As shareholders prepared to vote on SoftBank's £24 billion (€28bn) takeover of ARM, former City minister Lord Myners made a last minute plea for the Cambridge-based technology company to remain under British ownership.
“We are selling our winners,” he said, “and we are being left with companies which are either not globally successful or businesses which are controlled from overseas.”
His words went unheeded, however, and just hours later, shareholders in Britain’s most successful technology company gave their overwhelming approval to the £17-a-share, all cash bid from Japan. Friday will be the last day ARM shares are traded on the London stock market and the deal will be formally completed next Monday.
ARM is the closest Britain has to a global technology giant and the loss of its independence has raised fears over the future of Britain's technology industry. ARM chief executive Simon Segars sought to ease these concerns after yesterday's shareholder meeting, insisting: "We are not going anywhere. We are still going to be at the heart of British technology."
SoftBank has given a number of assurances over the future of ARM, whose microchip designs are used in the Apple iPhone and billions of other devices. It has pledged it will double ARM’s British workforce of around 1,700 over the next five years and keep its headquarters in Cambridge. It will also maintain its “unique culture and business model”.
As Myners pointed out, however, decisions on the future of the business will now be made in Tokyo rather than Cambridge. He dismissed the Japanese company’s promises as “not worth the paper they are written on”.
New takeover rules were brought in after Pfizer’s attempted takeover of AstraZeneca in 2014, making such pledges binding, although it’s not clear whether such promises are legally enforceable – and five years can be a very long time in the technology industry.
Government response
The takeover was warmly welcomed by Theresa May’s government when it was launched last month, just a few weeks after the Brexit vote. It was proof, the prime minister said, that Britain remained attractive to international investors despite the result of the referendum.
For Myners, though, the deal underlines the City’s failure to back British business. “This is evidence once again of the City’s predilection to sell at a premium, get out, don’t invest for the future, don’t back the British economy and don’t back Britain’s future.”
Such a takeover would never have been allowed to go ahead so swiftly in America, Germany, France, or, indeed, Japan, he believes. “There would be a question of national significance and public policy to determine whether we should sell.”
But the sale of ARM was inevitable once SoftBank delivered its terms, a knockout 43 per cent premium on the Cambridge company’s previous share price – and in cash.
The ARM board recommended the deal and urged shareholders to do the same; not that they needed much urging at £17 a share. The only thing that might have derailed the move was unrest from SoftBank’s own shareholders, who fear that it already has too much debt.

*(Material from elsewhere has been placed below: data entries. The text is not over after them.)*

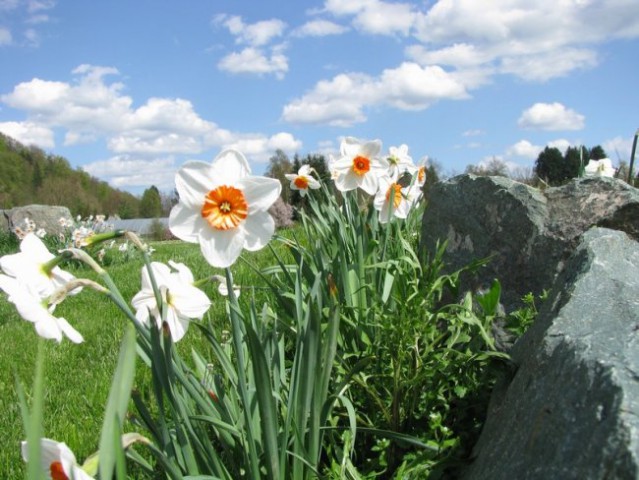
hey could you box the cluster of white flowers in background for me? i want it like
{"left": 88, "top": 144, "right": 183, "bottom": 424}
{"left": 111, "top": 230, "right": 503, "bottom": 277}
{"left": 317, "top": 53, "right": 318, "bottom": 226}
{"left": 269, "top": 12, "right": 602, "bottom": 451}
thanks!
{"left": 584, "top": 158, "right": 615, "bottom": 177}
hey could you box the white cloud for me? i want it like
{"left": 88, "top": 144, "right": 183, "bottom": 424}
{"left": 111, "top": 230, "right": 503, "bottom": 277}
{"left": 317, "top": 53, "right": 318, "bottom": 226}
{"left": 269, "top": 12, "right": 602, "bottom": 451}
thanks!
{"left": 0, "top": 65, "right": 303, "bottom": 165}
{"left": 518, "top": 102, "right": 585, "bottom": 131}
{"left": 0, "top": 120, "right": 54, "bottom": 148}
{"left": 224, "top": 132, "right": 302, "bottom": 163}
{"left": 217, "top": 46, "right": 288, "bottom": 78}
{"left": 0, "top": 27, "right": 12, "bottom": 45}
{"left": 408, "top": 0, "right": 639, "bottom": 82}
{"left": 291, "top": 19, "right": 347, "bottom": 37}
{"left": 282, "top": 62, "right": 468, "bottom": 126}
{"left": 82, "top": 155, "right": 177, "bottom": 190}
{"left": 506, "top": 139, "right": 542, "bottom": 159}
{"left": 547, "top": 138, "right": 572, "bottom": 153}
{"left": 462, "top": 129, "right": 484, "bottom": 137}
{"left": 214, "top": 14, "right": 286, "bottom": 46}
{"left": 603, "top": 135, "right": 636, "bottom": 161}
{"left": 324, "top": 0, "right": 416, "bottom": 36}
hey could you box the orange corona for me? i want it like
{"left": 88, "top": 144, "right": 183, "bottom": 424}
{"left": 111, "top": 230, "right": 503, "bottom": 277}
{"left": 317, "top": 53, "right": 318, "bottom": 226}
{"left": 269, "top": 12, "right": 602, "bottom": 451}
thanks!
{"left": 385, "top": 183, "right": 402, "bottom": 209}
{"left": 201, "top": 185, "right": 248, "bottom": 230}
{"left": 352, "top": 156, "right": 370, "bottom": 176}
{"left": 294, "top": 176, "right": 309, "bottom": 189}
{"left": 50, "top": 461, "right": 69, "bottom": 480}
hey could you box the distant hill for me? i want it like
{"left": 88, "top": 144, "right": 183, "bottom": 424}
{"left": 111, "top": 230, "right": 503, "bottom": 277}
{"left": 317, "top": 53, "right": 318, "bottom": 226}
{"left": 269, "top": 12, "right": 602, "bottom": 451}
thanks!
{"left": 0, "top": 133, "right": 141, "bottom": 218}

Its borrowings are a hefty £90 billion and its shares fell sharply immediately after the deal was announced.
Shareholder windfall
ARM shareholders are not the only winners – the deal has triggered windfalls in the Cambridge company's boardroom, with chief executive Segars and chief technology officer Mike Muller collecting £55 million between them. Employees at the group could also ultimately benefit to the tune of almost £400 million through share incentive schemes.
It has also been a hugely lucrative deal for the City, with fees for financial advisors and lenders running to just over £200 million. One can only imagine what they would have charged had the takeover been hostile rather than an agreed deal. Include taxes, and the final bill jumps to £350 million.
The firms sharing in the fees bonanza include Goldman Sachs, Lazards, UBS and Barclays, along with law firms Slaughter & May and Freshfields. The bill for financial public relations advice alone is put at £6 million, shared between Brunswick and Finsbury.
The biggest beneficiary, though, is the UK government, which will receive £120 million in stamp duty as a result of the deal. Not enough to make much of a dent in the deficit but welcome nonetheless.
There are plenty of winners in the ARM deal, but will Europe’s biggest technology takeover be good for Britain, as the prime minister believes, and for ARM employees? That will largely depend on whether its new Japanese owner keeps its promises – and sorts out its own debt mountain.